Check out, Aisle three: There was a time I thought of getting a barcode tattoo. It was fleeting. Nevertheless, when I saw this shirt, it reminded me of that thought. All my thoughts about tattooes are fleeting. That’s why I don’t have any.
Lookout, Pauly Shore: Did you know they created a Biosphere in Arizona? I haven’t been, but I know Willy would LOVE to go. He’s into that science shit. It looks pretty amazing.
Saw this beautiful rug last week when I made my way through Target. Wishing I had a room to put it in.
Please welcome: I have a new sponsor and I’m totally smitten with their stuff. I’m such a sucker for a good romper. True story: I have countless rompers that I’ve put on the boys’ that Willy has vetoed because he says they’re too girly. I’ve handed them on to friends with little girls. But this romper is making my ovaries throw out more eggs than the Easter bunny.

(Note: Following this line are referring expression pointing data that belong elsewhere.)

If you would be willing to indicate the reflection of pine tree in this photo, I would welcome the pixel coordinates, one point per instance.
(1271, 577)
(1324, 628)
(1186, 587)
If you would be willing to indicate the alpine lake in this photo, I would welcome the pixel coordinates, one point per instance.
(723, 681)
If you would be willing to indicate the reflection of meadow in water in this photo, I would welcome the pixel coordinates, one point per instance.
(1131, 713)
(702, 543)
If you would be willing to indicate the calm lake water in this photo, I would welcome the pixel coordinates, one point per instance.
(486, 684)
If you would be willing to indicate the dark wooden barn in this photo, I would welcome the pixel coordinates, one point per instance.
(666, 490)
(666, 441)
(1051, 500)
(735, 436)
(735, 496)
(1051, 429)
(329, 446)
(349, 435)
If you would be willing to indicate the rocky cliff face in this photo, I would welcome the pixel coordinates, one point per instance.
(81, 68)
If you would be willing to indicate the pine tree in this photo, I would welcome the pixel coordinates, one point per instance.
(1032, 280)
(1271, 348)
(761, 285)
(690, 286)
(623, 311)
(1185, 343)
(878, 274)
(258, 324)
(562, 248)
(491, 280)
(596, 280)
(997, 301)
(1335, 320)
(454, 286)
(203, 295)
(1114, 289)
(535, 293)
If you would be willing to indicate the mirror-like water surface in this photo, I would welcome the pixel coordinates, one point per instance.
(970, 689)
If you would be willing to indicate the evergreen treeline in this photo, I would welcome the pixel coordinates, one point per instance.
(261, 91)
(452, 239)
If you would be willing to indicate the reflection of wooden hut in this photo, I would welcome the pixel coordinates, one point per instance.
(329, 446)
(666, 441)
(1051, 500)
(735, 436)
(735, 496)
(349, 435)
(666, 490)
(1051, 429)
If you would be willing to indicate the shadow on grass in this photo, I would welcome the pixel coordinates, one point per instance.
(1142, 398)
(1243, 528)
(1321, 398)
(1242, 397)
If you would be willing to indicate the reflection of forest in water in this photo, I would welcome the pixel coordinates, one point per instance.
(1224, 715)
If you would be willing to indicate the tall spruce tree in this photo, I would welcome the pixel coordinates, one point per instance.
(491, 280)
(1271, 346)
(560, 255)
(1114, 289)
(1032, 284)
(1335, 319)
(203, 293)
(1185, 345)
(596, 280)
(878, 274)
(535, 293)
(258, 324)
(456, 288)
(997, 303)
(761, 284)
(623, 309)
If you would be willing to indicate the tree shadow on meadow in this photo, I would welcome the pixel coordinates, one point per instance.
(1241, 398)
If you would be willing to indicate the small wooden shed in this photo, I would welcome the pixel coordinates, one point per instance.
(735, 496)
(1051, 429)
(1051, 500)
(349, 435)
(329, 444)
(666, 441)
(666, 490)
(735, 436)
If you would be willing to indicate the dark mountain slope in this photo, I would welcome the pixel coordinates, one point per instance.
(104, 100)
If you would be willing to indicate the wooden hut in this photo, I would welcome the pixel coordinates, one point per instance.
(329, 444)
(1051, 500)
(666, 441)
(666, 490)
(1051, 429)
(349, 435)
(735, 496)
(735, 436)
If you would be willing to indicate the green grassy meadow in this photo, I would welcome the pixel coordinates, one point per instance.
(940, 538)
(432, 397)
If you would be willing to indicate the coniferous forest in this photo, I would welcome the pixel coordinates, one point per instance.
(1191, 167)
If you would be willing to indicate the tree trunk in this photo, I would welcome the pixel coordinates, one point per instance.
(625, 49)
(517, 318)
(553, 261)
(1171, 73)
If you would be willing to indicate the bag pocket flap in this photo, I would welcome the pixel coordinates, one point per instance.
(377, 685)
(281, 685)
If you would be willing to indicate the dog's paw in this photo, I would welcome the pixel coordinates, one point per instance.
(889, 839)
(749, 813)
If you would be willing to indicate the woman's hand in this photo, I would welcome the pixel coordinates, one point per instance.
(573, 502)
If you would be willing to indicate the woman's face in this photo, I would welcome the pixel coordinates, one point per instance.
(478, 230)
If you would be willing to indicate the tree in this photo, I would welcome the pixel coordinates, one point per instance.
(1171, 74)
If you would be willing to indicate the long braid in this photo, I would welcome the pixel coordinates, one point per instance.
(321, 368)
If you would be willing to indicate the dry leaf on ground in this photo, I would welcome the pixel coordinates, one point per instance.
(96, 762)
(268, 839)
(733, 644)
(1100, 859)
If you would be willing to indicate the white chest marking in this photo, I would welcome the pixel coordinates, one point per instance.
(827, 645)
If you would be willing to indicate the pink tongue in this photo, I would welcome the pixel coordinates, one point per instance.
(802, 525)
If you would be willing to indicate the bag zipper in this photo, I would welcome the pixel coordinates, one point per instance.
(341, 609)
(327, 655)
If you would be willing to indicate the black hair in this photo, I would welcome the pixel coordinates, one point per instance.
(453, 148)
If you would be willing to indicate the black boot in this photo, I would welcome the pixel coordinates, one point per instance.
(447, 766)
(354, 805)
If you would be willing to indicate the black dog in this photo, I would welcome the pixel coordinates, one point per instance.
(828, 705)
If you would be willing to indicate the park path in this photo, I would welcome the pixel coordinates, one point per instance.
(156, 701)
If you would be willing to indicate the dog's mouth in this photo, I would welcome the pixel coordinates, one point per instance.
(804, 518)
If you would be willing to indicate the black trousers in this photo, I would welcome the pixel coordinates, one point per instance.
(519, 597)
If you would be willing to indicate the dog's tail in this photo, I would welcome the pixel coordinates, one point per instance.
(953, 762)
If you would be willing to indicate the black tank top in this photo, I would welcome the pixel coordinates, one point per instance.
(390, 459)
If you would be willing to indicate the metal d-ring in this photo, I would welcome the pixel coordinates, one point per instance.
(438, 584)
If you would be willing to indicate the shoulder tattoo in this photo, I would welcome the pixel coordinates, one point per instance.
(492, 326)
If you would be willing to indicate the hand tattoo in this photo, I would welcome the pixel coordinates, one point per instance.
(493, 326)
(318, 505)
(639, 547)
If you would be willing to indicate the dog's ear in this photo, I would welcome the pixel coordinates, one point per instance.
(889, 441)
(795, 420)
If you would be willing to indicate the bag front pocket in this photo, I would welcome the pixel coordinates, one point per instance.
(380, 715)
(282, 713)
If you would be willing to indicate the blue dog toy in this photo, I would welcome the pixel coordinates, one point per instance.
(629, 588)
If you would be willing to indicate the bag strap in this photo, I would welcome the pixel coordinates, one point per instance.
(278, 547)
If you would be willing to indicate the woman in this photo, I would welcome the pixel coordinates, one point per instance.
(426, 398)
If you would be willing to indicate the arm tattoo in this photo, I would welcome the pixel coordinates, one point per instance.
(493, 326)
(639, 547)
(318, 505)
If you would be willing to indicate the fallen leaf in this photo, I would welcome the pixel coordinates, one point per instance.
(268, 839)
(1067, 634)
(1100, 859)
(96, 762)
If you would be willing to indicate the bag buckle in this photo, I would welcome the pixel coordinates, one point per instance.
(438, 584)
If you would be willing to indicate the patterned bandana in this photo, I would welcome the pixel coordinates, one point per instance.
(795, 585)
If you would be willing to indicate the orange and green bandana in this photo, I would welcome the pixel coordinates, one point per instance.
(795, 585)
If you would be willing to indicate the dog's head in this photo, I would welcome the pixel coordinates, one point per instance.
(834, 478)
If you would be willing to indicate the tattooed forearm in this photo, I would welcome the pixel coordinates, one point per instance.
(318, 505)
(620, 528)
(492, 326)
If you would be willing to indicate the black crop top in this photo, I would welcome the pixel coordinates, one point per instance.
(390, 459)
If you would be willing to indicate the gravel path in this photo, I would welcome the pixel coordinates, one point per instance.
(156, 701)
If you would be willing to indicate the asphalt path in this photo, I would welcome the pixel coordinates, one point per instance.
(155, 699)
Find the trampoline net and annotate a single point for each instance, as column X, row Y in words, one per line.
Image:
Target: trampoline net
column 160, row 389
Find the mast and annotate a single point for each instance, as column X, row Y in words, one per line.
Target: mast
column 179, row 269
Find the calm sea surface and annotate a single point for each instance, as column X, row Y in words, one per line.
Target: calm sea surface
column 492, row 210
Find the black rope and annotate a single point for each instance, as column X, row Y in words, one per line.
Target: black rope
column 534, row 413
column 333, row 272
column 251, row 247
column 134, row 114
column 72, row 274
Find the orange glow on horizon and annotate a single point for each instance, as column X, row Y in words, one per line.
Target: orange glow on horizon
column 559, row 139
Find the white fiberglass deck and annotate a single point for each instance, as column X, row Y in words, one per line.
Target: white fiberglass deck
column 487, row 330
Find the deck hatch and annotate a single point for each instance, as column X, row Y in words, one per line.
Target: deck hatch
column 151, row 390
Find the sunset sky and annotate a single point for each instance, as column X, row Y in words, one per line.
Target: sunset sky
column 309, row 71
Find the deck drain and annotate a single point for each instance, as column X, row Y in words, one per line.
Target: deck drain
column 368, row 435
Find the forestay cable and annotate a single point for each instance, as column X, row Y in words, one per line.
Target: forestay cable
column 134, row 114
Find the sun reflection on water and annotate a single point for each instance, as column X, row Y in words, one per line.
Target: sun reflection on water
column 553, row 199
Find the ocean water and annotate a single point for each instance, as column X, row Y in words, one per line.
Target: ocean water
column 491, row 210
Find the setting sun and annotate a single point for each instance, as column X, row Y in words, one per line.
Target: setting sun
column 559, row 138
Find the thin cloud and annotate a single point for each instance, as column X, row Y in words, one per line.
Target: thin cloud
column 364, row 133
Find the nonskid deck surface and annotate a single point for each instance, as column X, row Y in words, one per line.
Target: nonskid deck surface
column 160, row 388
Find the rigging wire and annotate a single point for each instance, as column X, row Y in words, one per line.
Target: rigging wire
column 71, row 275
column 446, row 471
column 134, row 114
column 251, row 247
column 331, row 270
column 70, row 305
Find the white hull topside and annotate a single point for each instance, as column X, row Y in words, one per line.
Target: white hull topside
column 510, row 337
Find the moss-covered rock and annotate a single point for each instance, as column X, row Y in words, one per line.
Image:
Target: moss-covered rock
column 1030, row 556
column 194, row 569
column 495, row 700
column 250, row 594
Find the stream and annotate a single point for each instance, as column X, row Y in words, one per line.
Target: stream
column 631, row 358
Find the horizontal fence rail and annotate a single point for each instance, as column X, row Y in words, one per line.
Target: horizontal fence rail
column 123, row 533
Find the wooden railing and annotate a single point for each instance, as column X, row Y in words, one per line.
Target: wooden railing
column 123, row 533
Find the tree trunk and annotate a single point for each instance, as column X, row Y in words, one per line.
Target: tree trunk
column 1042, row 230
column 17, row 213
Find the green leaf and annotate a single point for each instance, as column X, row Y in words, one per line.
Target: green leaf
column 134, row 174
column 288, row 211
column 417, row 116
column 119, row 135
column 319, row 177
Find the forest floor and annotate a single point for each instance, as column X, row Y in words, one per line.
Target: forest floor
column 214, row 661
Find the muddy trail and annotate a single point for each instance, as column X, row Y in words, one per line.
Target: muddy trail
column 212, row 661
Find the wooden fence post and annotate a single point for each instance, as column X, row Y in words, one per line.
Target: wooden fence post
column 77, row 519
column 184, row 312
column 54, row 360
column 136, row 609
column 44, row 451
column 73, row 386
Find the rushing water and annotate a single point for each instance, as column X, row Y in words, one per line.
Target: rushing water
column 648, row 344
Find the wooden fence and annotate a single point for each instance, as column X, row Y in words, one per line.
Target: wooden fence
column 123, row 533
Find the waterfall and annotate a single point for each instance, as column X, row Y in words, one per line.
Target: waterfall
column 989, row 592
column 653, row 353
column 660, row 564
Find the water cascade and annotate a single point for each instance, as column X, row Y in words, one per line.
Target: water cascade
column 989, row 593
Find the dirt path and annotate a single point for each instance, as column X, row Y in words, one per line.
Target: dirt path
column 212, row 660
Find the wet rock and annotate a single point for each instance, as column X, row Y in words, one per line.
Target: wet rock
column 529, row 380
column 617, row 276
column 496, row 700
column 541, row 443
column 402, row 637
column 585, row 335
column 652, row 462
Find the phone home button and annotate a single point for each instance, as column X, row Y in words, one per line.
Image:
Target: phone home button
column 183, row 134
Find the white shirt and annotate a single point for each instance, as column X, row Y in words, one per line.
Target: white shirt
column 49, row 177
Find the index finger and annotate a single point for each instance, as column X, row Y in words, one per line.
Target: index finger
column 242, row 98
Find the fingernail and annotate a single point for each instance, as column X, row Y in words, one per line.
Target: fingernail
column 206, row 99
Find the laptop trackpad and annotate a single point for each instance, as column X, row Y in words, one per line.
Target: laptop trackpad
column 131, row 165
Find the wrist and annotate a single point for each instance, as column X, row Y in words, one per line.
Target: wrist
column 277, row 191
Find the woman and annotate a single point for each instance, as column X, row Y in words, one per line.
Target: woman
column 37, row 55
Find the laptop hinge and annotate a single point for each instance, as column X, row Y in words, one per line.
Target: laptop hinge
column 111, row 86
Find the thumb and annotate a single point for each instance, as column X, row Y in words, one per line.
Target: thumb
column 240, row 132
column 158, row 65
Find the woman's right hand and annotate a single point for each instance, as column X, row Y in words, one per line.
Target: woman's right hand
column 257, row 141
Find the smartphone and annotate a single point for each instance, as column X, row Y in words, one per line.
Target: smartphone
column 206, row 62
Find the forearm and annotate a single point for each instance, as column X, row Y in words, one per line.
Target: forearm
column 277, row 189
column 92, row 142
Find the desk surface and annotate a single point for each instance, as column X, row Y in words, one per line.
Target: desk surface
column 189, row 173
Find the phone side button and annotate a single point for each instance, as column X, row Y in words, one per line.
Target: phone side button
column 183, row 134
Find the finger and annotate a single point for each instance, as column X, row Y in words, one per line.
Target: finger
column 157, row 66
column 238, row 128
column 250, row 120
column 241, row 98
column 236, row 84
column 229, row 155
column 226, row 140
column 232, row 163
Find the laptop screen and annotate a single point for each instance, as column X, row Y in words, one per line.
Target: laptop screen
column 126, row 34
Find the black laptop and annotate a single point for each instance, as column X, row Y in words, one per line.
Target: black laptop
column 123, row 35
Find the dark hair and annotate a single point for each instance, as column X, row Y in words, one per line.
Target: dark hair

Loved this post from Naomi. I think every mom out there can relate. Reminds me of this post I wrote. Why do we scrutinize each other?
Bad mom award goes to…. drum roll… muah. I locked Hooper in the car, with my phone and keys, after his gym class. I called the tow company but when the sweat beads started making waterfalls down his poor pink cheeks, I called the fire department. It was the worst part of my day, but at the very least, Hooper was pretty stoked to see the fire truck up close and personal (as a side note, there’s nothing like watching four big burley guys work together to get a locked door open only to be shown up by the pip-squeak of the AAA guy who, alone, opened the door with his little tool thing in seconds flat). Before this happened, Van knocked over our full length mirror and managed to cut himself on one of the thousand pieces of glass that was on the floor. Does that mean I get the bad mom award seven years in a row? If so, that sucks.
I’m loving on this song too. Such a beautiful intro.
Wanting to do this DIY when the time fairy chooses to grace me with her requested presence.
Supporting this documentary and all it stands for.
Side note: Thank you all for your thoughtful comments on yesterday’s post. There was some great dialogue and I felt a lot better after reading what ya’ll had to say. My favorite part about blogging, hands down, is the support we can all give one another. So cool. Thanks for inspiring me and for supporting me.